月娘向里面劝说几句,另取一套被褥放在紧靠东边正房的廊屋,拉儿子进去,劝儿子暂且在廊屋里休息。月娘安慰儿子一番,回房间休息了。
赵世宇倒在床上,从敞开的房门传来东边正房里的哭泣声,搅得他心烦意乱。李画敏挥舞着鸡毛掸子把自己赶出房间的情景,和刚才她那句后悔留下来的话,让赵世宇惶恐不安:她后悔留下来、后悔做自己的媳妇?
一想到媳妇此时,可能在怀念私塾那个文质彬彬的教书先生,赵世宇便抓狂。赵世宇返回东边正房,呆呆地聆听里面传来伤心的哭泣。她在里面哭得没完没了!在赵世宇的印象中,媳妇是很爱笑的,她抿着嘴儿笑时,唇边便浮上两个小酒窝儿,若是纵声大笑时,露出两排洁白的贝齿,模样十分的好看。
想起两人在一起的温馨时光,赵世宇心软下来,隔着门板,放柔了声音:
“敏敏,你先开门,咱们有话好好说,行不?”
回答赵世宇的,是更为伤心的哭泣。
“敏敏,我不应该随便怀疑你的。都是我一时糊涂,说话不经大脑。”
房间里,李画敏慢慢停止了哭泣,听某人在房间外陪好话。哼,现在搜索枯肠地说好话,刚才为什么就不能顾及自己的感受?刚刚把自己说得阴险无比,现在又低声下气地陪笑脸,怎么看都像是狠狠泼人一盆脏水,然后送给一颗糖果?
李画敏顾不上穿上外衣,悄悄走下床。捡起一只鞋子朝门板用力扔去,“怦”的一声响,作为对他送“糖果”的回答。
“敏敏,你开门,让我进去,咱们有话好好说。”赵世宇再次把声音放柔和,轻轻地请求。
李画敏站在淡淡的灯光中,望那紧闭的门板,思索许久,终于想到一句自认为最为合适的回答:“我睡着了。开不了门。”
汗!分明在说话,却说睡着了,分明是在戏弄人。
压抑着的怒火再次燃起。赵世宇抬起脚朝门板踢去,在即将踢到门板时及时收住脚。房门里连续传出几声打喷嚏的声音,显然是有人着凉了。赵世宇担心地站在房间外,听里面连续传出打喷嚏的声音。
“你在里面干什么?别冻了自己,让孩子跟着受累。”赵世宇恼火、无奈。
经外面的人提醒。李画敏才记起自己只穿了中衣便跑下床来,整个房间里寒意逼人。李画敏爬回床上,用被子包裹脑袋,不再理会外面的人。

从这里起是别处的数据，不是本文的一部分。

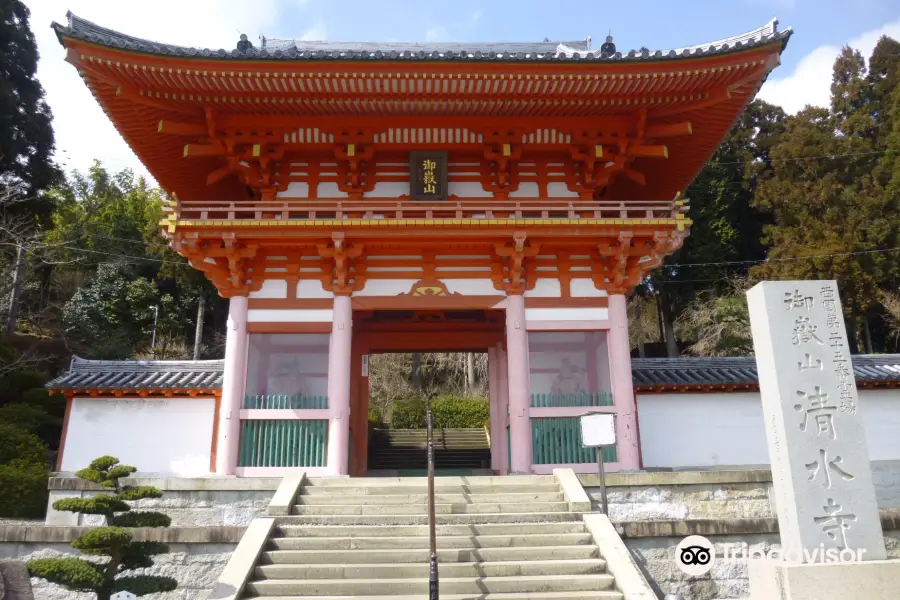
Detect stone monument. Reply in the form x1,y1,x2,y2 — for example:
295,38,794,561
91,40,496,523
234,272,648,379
747,281,900,600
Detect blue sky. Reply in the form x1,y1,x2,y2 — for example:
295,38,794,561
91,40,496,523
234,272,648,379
25,0,900,179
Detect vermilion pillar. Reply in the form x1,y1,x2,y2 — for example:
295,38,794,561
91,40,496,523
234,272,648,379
216,296,247,475
609,294,641,469
488,347,506,473
506,294,531,473
326,296,353,475
497,344,509,475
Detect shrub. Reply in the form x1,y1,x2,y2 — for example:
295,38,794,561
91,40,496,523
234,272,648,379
0,462,50,519
0,423,50,519
28,456,178,600
391,396,490,429
0,423,47,465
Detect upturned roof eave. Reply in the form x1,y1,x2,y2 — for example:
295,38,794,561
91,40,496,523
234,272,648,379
51,12,793,65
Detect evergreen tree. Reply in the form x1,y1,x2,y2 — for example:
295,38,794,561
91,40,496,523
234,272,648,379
0,0,61,218
754,39,900,346
641,100,786,356
28,456,178,600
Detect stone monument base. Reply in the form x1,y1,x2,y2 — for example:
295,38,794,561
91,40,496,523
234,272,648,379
748,560,900,600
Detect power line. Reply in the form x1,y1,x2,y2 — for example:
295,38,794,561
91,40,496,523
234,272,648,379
663,246,900,267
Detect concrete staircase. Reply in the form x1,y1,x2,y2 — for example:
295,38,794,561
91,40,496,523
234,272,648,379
239,476,625,600
369,428,491,471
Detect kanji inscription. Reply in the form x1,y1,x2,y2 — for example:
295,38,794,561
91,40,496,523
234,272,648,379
747,281,885,560
409,152,447,200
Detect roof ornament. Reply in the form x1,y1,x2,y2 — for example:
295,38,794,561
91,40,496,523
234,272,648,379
600,35,616,54
238,33,253,52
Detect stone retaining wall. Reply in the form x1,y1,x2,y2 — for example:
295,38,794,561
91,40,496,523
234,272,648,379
578,461,900,521
0,526,245,600
46,477,281,527
616,511,900,600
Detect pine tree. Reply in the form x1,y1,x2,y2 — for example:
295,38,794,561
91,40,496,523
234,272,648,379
28,456,178,600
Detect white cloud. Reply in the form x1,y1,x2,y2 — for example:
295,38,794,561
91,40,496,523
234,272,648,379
745,0,797,10
25,0,277,185
300,19,327,42
759,19,900,114
425,25,450,42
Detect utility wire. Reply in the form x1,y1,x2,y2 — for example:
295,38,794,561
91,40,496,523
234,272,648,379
663,246,900,267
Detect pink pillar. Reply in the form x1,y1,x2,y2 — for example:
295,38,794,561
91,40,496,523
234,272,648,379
326,296,353,475
488,348,506,473
216,296,247,475
497,344,509,475
609,294,641,469
506,294,531,473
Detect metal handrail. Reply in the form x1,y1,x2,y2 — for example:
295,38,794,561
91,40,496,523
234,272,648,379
425,394,438,600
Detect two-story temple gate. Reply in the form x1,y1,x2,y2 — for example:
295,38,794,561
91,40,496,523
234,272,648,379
55,15,790,476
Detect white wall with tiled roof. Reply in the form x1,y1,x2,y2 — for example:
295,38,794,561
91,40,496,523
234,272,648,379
60,396,216,477
637,388,900,469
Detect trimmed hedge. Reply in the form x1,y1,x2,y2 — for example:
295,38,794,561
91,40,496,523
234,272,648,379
0,423,50,518
0,460,50,519
391,396,491,429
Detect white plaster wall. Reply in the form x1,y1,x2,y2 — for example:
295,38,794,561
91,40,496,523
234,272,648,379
353,279,419,296
275,181,309,198
525,308,609,321
509,181,540,198
569,279,609,298
250,279,286,298
444,274,504,296
525,279,562,298
297,279,334,299
366,181,409,198
637,390,900,468
447,181,494,198
247,308,334,323
62,398,215,477
547,181,578,198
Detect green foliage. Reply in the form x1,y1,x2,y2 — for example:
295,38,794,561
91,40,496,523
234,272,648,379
116,511,172,527
28,456,177,598
53,494,129,515
754,38,900,343
0,460,50,519
28,557,103,592
0,420,50,518
0,403,50,432
0,0,61,220
0,423,47,464
391,396,490,429
72,527,132,556
115,575,178,596
116,482,162,500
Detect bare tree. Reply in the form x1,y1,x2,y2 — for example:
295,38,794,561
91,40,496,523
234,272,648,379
675,276,753,356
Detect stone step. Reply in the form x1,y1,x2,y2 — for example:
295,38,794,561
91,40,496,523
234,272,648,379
254,553,606,580
275,512,578,525
269,523,594,556
300,477,559,496
247,573,613,598
291,502,569,515
274,513,586,547
260,543,599,571
297,492,565,506
304,475,556,487
246,590,625,600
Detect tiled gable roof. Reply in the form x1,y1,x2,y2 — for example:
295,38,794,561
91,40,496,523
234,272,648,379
53,12,792,62
46,356,225,391
631,354,900,388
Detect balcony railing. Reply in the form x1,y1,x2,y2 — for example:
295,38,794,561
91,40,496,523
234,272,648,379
177,199,687,221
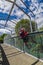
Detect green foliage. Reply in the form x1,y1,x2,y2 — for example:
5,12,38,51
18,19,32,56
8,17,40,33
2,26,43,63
0,34,7,43
39,27,43,31
15,19,36,35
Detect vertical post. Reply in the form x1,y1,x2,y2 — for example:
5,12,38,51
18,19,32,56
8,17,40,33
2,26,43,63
30,17,32,33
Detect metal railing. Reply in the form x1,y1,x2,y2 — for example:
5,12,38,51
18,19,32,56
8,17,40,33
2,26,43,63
5,31,43,59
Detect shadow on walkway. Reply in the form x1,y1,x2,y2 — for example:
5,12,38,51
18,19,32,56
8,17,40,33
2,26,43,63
0,45,10,65
32,60,39,65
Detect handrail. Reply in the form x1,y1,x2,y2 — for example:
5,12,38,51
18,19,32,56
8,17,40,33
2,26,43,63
12,31,43,38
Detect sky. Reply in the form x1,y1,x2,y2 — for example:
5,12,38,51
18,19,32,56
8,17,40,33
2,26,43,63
0,0,43,32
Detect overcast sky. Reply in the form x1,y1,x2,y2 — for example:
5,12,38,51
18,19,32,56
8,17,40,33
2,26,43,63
0,0,43,34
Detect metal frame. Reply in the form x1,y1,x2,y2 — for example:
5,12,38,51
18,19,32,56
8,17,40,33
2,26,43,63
0,0,38,32
6,0,32,32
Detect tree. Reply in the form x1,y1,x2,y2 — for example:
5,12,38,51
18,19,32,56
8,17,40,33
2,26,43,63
0,34,7,43
15,19,37,35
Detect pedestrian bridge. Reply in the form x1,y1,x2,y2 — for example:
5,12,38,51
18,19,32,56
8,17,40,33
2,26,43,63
0,44,43,65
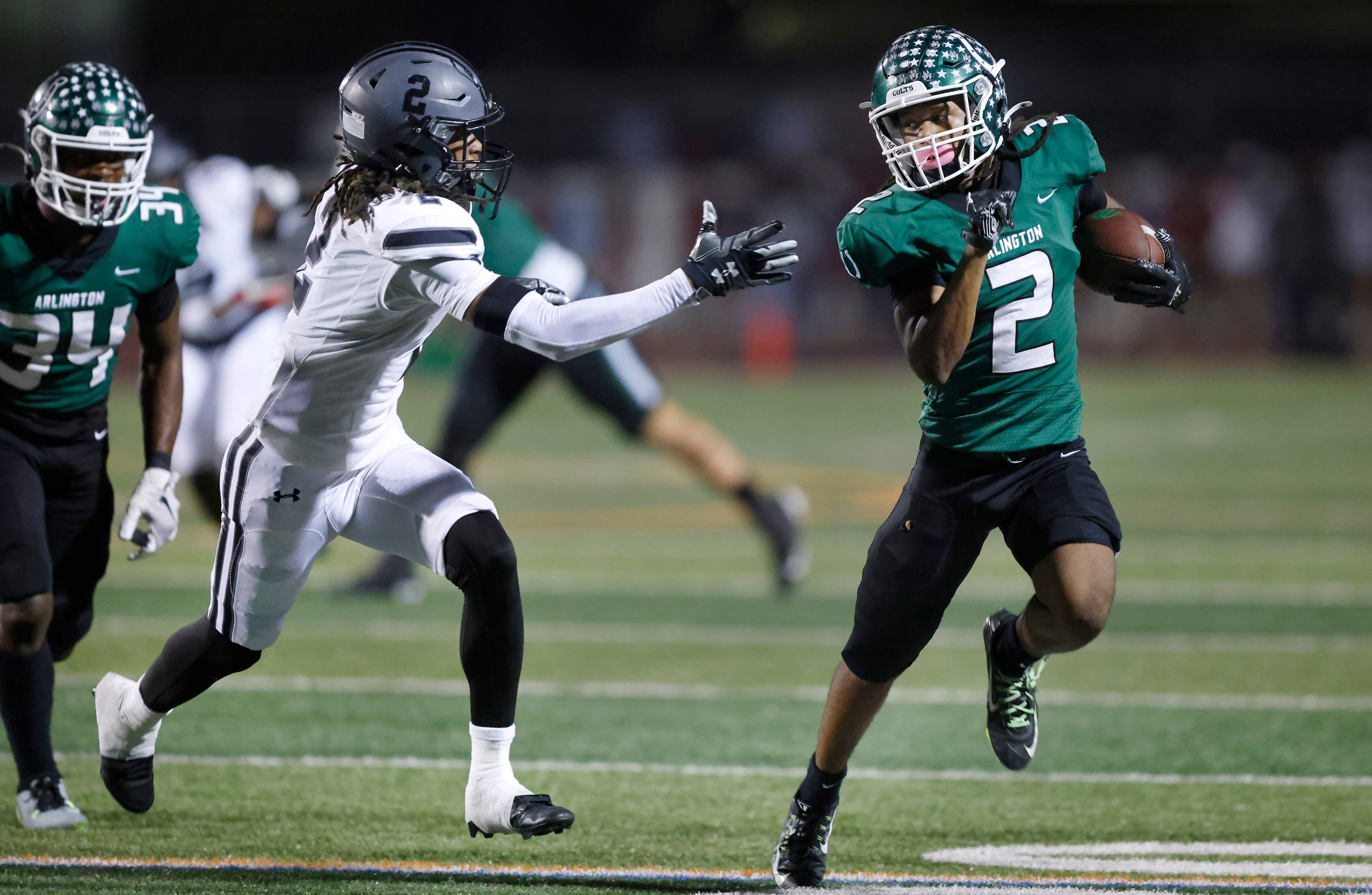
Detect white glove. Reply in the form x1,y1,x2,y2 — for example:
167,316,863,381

赵世宇又劝李画敏开门,里面静悄悄的没有一点声息,最后只得走开了。
月娘、李祥柏和福儿不曾睡着。三人都躲在房间里聆听外面的动静。没有盼来李画敏和赵世宇和好,月娘和李祥柏直叹气。福儿却捂住嘴在房间里窃笑,对夫妻吵架这种事觉得有趣。
第二天。李画敏起床时天已大亮。
李画敏刚开门,赵世宇便挤进来,把她拉回房间里:“你进来,我有话对你说。”李画敏迅即甩开他的手,抬起小下巴望上面的防尘层:“我饿了。有话吃过早餐再说不迟。”在证明自己是清白之前,李画敏跟他无话可说。
赵世宇伸手摸她的额头:“敏儿。你感冒了?”
“我很好,不劳你惦记。”别假惺惺的,关心你那青梅竹马的师妹去。
李画敏昂首走出房间,对赵世宇不屑一顾。赵世宇倒在床上,锦被上仍留下她的体温,带着淡淡的幽香。赵世宇躺在床上,直到月娘在外面喊吃早餐,才走出去。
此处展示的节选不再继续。